Suppose $u \in H^1_{\text{loc}}(\mathbb{R^2})$. I want to show that if $\Delta u = |\nabla u|^{3/2}$ in the distributional sense then $u \in C^{\infty}$.
I know that since $\nabla u \in L^2$ (I'll omit the $_{\text{loc}}$ subscripts) then $|\nabla u|^{3/2} \in L^{4/3}$ hence by standard regularity results for the Laplacian we get $u \in W^{2,4/3}$ then Sobolev embedding gives $u \in W^{1,4}$, so $|\nabla u |^{3/2} \in L^{8/3}$ hence (Laplacian regularity) $u \in W^{2,8/3}$ and so $u \in C^1$.

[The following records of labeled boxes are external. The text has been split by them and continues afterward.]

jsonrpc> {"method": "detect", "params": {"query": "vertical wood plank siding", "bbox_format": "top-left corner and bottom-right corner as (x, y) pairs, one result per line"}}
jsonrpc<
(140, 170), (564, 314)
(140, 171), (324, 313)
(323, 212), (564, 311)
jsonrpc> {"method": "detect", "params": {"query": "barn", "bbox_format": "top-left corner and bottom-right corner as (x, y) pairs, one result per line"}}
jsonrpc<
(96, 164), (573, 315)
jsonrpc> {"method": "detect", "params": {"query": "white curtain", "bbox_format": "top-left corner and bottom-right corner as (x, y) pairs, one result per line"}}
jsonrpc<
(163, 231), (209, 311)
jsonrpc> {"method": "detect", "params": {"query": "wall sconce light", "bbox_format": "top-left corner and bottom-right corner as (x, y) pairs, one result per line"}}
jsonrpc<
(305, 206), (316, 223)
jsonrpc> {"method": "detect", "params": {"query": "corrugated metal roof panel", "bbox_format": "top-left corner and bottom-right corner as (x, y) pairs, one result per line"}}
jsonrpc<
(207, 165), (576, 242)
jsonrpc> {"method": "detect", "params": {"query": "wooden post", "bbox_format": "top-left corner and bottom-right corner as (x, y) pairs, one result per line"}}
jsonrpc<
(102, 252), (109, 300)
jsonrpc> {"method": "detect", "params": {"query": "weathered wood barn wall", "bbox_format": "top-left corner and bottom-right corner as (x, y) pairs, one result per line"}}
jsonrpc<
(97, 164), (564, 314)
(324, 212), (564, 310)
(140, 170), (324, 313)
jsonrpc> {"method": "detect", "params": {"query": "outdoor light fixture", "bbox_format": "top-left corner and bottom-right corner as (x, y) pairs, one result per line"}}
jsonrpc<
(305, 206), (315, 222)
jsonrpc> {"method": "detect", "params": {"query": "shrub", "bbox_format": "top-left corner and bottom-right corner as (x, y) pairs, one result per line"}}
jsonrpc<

If $u \in C^1$ then $|\nabla u|^{4/3}$ is continuous, so $u \in C^2$, then $|\nabla u|^{4/3}$ is $C^1$ and $u$ is $C^3$, but I don't know how to go further. $|x|^{4/3}$ is a $C^1$ function, but not more than that so I don't know how to continue my bootstrapping. If the right hand side was some smooth function of $\nabla u$ then it would be fairly simple, but it's not the case here - I'd be grateful for suggestions on how to deal with that.